Églises orientales (suite)

c) L’Église jacobite, officiellement appelée syrienne orthodoxe. Elle doit le surnom sous lequel elle est plus habituellement désignée à l’évêque Jacques Baradaï, qui fut son principal organisateur au temps de l’empereur Justinien. Consacré évêque en 543, Baradaï s’employa activement à créer une hiérarchie autonome. Cette Église dissidente se développa surtout dans les régions montagneuses du nord et du nord-est de la Syrie. Son principal centre se fixa, à partir du xe s., dans le massif du Ṭûr ‘abdîn (auj. en Turquie), peuplé de colonies monastiques. Considérablement affaiblie au cours des siècles, l’Église jacobite devait, à partir de 1653, recevoir l’appoint des chrétiens de tradition syrienne vivant dans l’Inde du Sud qui refusaient la juridiction d’évêques latins ; ayant progressivement adopté la liturgie et la discipline jacobites, ils forment une province sous la juridiction d’un délégué du patriarche, en faveur de qui a été rétablie la dignité de « maphrian » (fécondateur), attribuée jadis au délégué patriarcal jacobite pour les régions orientales (Empire perse sassanide).

Un courant favorable à l’union avec Rome, qui s’est manifesté parmi les jacobites d’Alep au milieu du xviie s., aboutit en 1783 à la constitution d’un patriarcat autonome dit syrien catholique, dont le siège, d’abord établi à Alep (1831), fut ensuite transféré à Mardin, pour revenir enfin au Liban. Un semblable mouvement unioniste se dessina au Kerala à partir de 1930 ; en 1932, le pape Pie XI constituait la province métropolitaine de Trivandrum pour ces catholiques de rite syrien, dits « syro-malankares ».

d) L’Église arménienne. Les fondations en furent consolidées au début du ive s. par l’apostolat de saint Grégoire l’Illuminateur, qui gagna à la foi chrétienne le roi Tiridate III. Après avoir subi l’hostilité du protectorat perse sur le pays (451), l’Église d’Arménie, soucieuse d’affirmer son autonomie à l’égard de l’Empire romain, prit position contre le concile de Chalcédoine en 491 (ou 506). L’invasion seldjoukide du xie s. entraîna le transfert du siège primatial (catholicosat) en Cilicie (1293) ; il en résulta plusieurs scissions. À l’heure actuelle, le siège suprême est établi en R. S. S. A., à Etchmiadzine (depuis 1441) ; le catholicos de Cilicie s’est transféré au Liban, à Antilyās (1922) ; deux sièges patriarcaux secondaires se sont constitués à Jérusalem (1311) et à Constantinople (1461).
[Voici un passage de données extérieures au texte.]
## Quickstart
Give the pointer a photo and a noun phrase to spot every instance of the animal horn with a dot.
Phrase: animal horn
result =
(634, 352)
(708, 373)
En 1740, les Arméniens de Syrie favorables à l’union avec Rome élurent comme catholicos de Cilicie un évêque qui demanda au pape confirmation de son élection ; le siège de ce patriarcat arménien catholique est établi depuis 1750 au Liban, dans le couvent de Notre-Dame de Zmar (Bzūmmār).


Caractères généraux

Si diverses qu’elles soient par leur histoire et leurs traditions propres, toutes ces Églises orientales possèdent en commun quelques traits caractéristiques qui tiennent avant tout à leur fidélité à conserver l’héritage du Ier millénaire de l’ère chrétienne et à leur réticence à l’égard de l’évolution qui s’est accomplie dans le christianisme d’Europe occidentale depuis le xie s.

1o Fidélité à la tradition des Pères. Elle s’est concrétisée très tôt (dès le Ve s.) par la constitution de florilèges doctrinaux, ascétiques, bibliques (les chaînes) qui transmettront, sous forme condensée et fragmentaire, un enseignement dont on ne veut pas s’éloigner. Elle s’exprime surtout au travers des textes et des rites liturgiques, immense catéchèse poétique et figurative qui a joué dans toutes les Églises orientales un rôle bien plus grand et plus durable qu’en Occident. La « Grande Église » de Constantinople est devenue, au moins à partir de Justinien, le centre vers lequel sont venues converger les traditions liturgiques d’Antioche et de Jérusalem comme de Cappadoce. En retour, son influence se fera sentir jusque dans les Églises qui se sont séparées de sa communion : copte, jacobite, arménienne et même nestorienne. Le reproche adressé avec de plus en plus de véhémence à l’Église latine d’Occident est de porter atteinte dans sa liturgie et plus encore dans sa théologie et sa discipline à cette tradition des Pères.

2o L’idéal monastique. L’un des lieux privilégiés de cette fidélité à la tradition des Anciens est le monachisme, qui, dès le ve s., a pris et n’a cessé d’accroître une influence prédominante dans la vie de l’Église. L’idéal monastique affirme avec force que la vocation chrétienne est déjà hors des contingences et surtout des préoccupations de ce monde, et que l’Église anticipe — notamment par sa liturgie — ce « royaume des cieux » dont la résurrection du Christ a ouvert l’accès aux hommes.

Il est dominé par une mystique de la divinisation dont l’ascèse est la condition normale.

3o L’Église comme communion et comme famille, l’institution patriarcale et synodale. Le système de large autonomie régionale tel qu’il fut sanctionné par les conciles des ive-ve s. et juridiquement établi par le droit de Justinien au vie s. s’est avéré assez souple pour s’adapter à des situations et à des traditions très différentes, et fournir aux diverses Églises une base commune rendant même acceptable — du moins en principe et en fin de compte dans les faits — la constitution de nouvelles autocéphalies, c’est-à-dire d’Églises jouissant d’une entière autonomie dans leur organisation sans qu’il en résulte de rupture de communion avec des Églises antérieurement constituées. La communion dans la foi, jointe à la reconnaissance d’une diversité de ministères et d’« ordres » (taxis), laisse un large jeu aux expressions individuelles de la dévotion et des engagements humains. Ce caractère de communion s’institutionnalise — surtout dans l’orthodoxie de tradition byzantine — en un régime synodal qui, de droit, est prédominant. Par contre, les Églises copte et nestorienne ont toujours accentué l’aspect monachique de l’institution patriarcale, qui leur est commune avec l’orthodoxie et qui souligne l’enracinement de l’Église dans la tradition des grands sièges apostoliques.

Dans ces Églises, et plus encore peut-être dans l’Église jacobite, dans l’Église arménienne et surtout dans l’Église maronite, le principe synodal ou collégial s’est associé avec la conception monastique de l’abba, du père spirituel investi de l’autorité de Jésus-Christ, dont il est le vicaire.